Shorter days, cooler nights
Perhaps like me, you don’t want to hear that fall is in the air, but the days are definitely getting shorter and the nights are cooling off. Soon we will have our first frost. For much of this area, Sept. 15 brings the first killing freeze. Surprisingly that’s only two weeks away. In Washoe Valley where I live, I look for a frost around Sept. 1.
Spring temperatures stayed cool into June this year, so many of us had a late start growing veggies. I’m already keeping my eye on the nighttime temperatures, so I can put blankets over my tomatoes and cucumbers when the frost hits. Since we often have a lovely warm October, if I can get the veggies past the first freeze, I may get ripe tomatoes yet. They are so close. I also pay attention to whether the night is really still and clear, sure signs of possible freezing temperatures.
With August running out, it is time to slowly reduce the amount of water given to trees and shrubs. They need to be hardened off to be ready for the upcoming cold weather. You don’t want new growth developing now or the low temperatures will damage it. Freeze-damaged new growth weakens trees and shrubs inviting in diseases such as rose canker. Another way to avoid encouraging new growth is to wait until after a hard freeze to fertilize trees, shrubs and lawn.

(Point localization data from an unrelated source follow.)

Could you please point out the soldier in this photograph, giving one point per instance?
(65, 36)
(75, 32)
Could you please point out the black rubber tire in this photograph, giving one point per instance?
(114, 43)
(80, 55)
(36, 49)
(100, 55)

Fall is the best time to plant, whether it is a new lawn or new trees, shrubs or perennial flowers. The soil is warm and the air is cool so new roots can grow quickly without heat stress. If you have been thinking of landscaping, put on gardening gloves and dig in some new trees. I’m not planting trees or shrubs, I’m planting late vegetables in my garden right now. Until Sept. 1, I can plant beets, collard, kale and chard. I may even try spinach, although that is supposed to go in by mid-August. In October I will plant garlic cloves and onion bulbs.
Although the growing season will soon be shutting down, I look forward to cool autumn days to do my outdoor gardening chores, such as turning the compost pile, raking leaves, and putting the flower beds to rest. I actually like to rake leaves.
JoAnne Skelly is the Carson City/Storey County Extension educator for University of Nevada Cooperative Extension.